Затем повернулась к Вицу и стала просить его с той же грустью и упорством в голосе:

— Дядя Вицу… пойми и ты меня, как и я поняла тебя… Я тебя поняла… Сделай милость, пойми меня… Разве я тебя не поняла? — переспросила Цуцуляска, глядя на него, чтобы по блеску глаз скорее угадать ответ.

— Поняла. Кто говорит, что не поняла?

— Я тебя понимала, когда у тебя не было работы и ты ходил как помешанный, понимала и тогда, когда умерла Дорина, потому что знала, как крепко ты ее любил.

Цуцуляска разгорячилась. Ей хотелось теперь напомнить Вицу, сколько она сделала ему добра и попросить, чтобы он отплатил ей за это по заслугам:

— И когда Рэдица болела плевритом и ты думал, что она помрет… Когда тебя Вестемяну надул с местом для дома… Помнишь, что я тогда не смеялась, помнишь?

Дядя Вицу пристыженно молчал.

— Ты помнишь, что я над тобой не смеялась, когда тебя надули?

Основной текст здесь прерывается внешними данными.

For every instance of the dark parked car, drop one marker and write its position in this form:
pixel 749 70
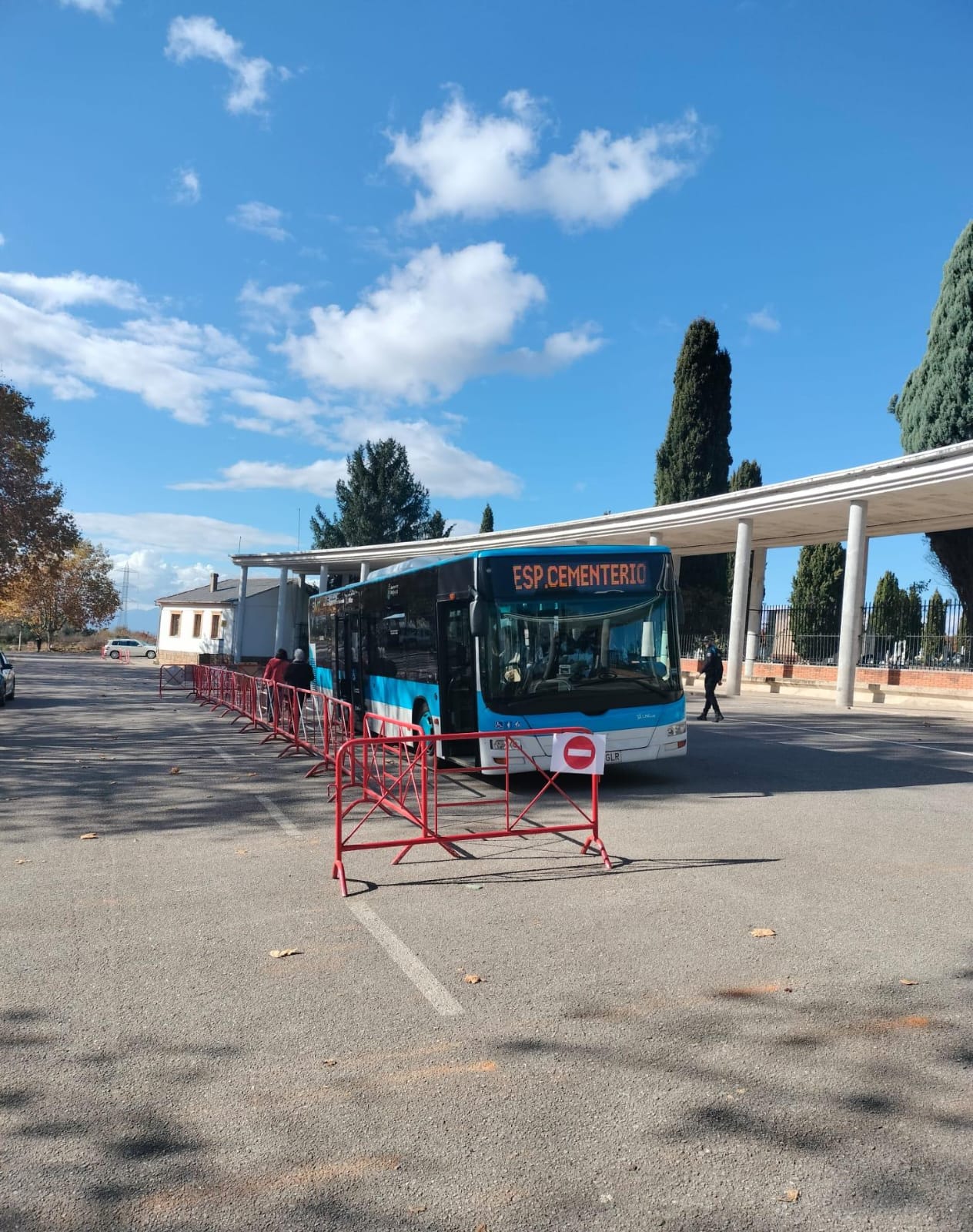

Все женщины смеялись… Вот видишь: а я тебя поняла.

— Ты права, Цуцуляска. Ты из всех была самой умной. Да разве я когда-нибудь говорил, что ты меня не понимаешь?

В душе Цуцуляски прочно укоренилось мнение, что нельзя просить у человека услуги, если и ты в свое время не услужил ему. «Если бы я тебе не помогла, когда у Рэдицы был плеврит, я бы у тебя ничего не просила…»

— Сколько лет уже мы с тобой знакомы, дядя Вицу? — раздраженно спросила женщина. — Вот уже двадцать лет, как ты перебрался сюда, в наш квартал, как мы стали соседями. И за все это время мы ни разу не поссорились, всегда занимали друг другу то одно, то другое, оказывали друг другу поддержку… Помоги же мне, дядя Вицу, пойми и ты меня…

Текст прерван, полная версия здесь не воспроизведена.